Don't forget that they know a new deal must be hammered out soon, so this is simply gaming for just how much they can cream the tax payer over and above what it's actually worth.
If I had some cash I'd create a new company, take advantage of the "buy more from small firms" statement (which they still have to prove) and beat the crap out of Crapita by being more efficient with the money (which is really not hard - any larger firm generates inefficiencies such as large CEO pensions etc).
To be fair to Capita, their board aren't getting that much for running a £3bn turnover business (in fact all board costs represent about about 0.1% of total costs). I certainly wouldn't want their CEO's job for the paltry seven times my measly salary.
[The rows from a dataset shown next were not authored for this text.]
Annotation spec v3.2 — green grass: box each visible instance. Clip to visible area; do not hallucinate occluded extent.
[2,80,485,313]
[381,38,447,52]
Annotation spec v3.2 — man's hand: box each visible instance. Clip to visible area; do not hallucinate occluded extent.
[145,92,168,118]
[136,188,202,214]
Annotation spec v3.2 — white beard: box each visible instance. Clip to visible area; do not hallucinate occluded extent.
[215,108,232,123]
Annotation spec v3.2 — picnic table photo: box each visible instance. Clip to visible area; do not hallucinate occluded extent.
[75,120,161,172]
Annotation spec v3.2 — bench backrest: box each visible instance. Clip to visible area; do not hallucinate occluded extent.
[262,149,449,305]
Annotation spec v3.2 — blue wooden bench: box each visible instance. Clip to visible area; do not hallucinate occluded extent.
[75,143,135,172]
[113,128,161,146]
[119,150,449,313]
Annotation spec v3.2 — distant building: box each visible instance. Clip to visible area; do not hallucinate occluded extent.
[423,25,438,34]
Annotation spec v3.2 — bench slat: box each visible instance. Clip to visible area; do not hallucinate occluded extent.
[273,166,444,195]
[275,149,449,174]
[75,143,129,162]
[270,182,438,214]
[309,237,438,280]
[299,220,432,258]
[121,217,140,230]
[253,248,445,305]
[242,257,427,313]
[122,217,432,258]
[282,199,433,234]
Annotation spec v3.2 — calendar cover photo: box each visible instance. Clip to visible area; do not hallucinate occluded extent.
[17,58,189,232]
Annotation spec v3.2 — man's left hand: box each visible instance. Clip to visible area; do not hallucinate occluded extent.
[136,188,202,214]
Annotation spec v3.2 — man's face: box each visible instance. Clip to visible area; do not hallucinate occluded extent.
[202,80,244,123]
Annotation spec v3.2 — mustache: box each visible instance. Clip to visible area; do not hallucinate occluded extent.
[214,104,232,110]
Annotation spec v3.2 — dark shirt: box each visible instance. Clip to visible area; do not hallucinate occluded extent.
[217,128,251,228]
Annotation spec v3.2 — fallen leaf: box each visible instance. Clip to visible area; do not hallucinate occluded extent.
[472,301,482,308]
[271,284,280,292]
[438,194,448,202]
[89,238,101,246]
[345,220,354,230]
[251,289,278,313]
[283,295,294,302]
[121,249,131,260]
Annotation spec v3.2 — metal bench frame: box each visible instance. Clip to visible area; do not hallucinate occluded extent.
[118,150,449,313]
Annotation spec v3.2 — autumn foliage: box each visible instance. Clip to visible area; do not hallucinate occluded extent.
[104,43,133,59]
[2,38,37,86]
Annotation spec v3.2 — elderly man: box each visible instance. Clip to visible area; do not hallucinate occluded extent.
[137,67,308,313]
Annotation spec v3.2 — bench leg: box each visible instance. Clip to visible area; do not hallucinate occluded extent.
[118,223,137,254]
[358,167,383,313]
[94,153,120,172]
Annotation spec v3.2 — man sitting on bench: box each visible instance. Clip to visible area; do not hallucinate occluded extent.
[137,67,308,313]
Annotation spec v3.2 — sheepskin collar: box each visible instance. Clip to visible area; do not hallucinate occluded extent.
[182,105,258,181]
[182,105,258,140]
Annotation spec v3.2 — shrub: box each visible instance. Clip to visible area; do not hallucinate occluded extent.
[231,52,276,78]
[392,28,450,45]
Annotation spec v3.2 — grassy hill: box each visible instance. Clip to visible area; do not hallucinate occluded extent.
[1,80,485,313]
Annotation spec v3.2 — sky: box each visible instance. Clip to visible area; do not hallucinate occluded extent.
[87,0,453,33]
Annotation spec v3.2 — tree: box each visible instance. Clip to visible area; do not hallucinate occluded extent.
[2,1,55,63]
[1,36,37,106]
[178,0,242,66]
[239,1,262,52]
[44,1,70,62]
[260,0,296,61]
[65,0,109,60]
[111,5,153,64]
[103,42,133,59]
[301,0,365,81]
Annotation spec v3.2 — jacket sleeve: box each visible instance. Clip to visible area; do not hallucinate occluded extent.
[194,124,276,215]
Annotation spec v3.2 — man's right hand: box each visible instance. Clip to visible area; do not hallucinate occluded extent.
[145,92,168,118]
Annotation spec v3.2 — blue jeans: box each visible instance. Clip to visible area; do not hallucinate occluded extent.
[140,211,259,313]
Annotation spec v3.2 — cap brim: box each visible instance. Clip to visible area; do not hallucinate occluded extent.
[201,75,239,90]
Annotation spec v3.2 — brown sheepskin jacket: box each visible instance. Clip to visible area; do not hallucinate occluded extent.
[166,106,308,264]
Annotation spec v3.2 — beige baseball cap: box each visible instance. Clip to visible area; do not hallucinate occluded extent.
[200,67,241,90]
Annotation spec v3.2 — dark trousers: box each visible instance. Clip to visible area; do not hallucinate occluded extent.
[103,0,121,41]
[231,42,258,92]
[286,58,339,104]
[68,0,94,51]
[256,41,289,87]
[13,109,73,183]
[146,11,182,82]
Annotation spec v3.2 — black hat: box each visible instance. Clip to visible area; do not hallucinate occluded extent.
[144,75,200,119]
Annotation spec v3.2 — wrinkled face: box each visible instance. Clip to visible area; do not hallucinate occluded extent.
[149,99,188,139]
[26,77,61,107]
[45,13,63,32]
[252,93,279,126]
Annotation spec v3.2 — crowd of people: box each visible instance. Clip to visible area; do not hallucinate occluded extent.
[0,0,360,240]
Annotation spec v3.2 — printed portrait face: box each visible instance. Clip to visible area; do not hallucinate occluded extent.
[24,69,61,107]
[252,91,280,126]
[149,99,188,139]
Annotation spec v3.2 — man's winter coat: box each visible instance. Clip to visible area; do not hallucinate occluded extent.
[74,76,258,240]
And the directors are on the same proportionate pension contribution as the plebs.
The inefficiencies they have are (like all crappy BPO companies, including HP, IBM, Accenture et al) are on their balance sheet, where they've built the business by debt funded acquisitions, leading to the top half of the balance sheet being weighted down by tons of "goodwill" (translation: "money we overpaid when buying other companies"), and the bottom half is similarly weighted by debt, that requires regular cash payments of interest. That's why they are always trying to cut costs, rather than to pay for new yachts, and in fact none of the board got a brass razoo for their performance in 2011, and the base salary is intended to be lower quartile by design.
So your Notcapita plc should go on to do great things so long as you remember never to buy other companies. But if you think that by paying yourself nothing that you'll start securing the big tenders, then I'll be surprised!
Without exception I have been told to get the patient to A&E. So in my experience the NHS could just put an automated message system in. I don't see how a private company would do any better. Who knows, with the money they save, they could do some batshit crazy stuff like hiring doctors, nurse, midwives.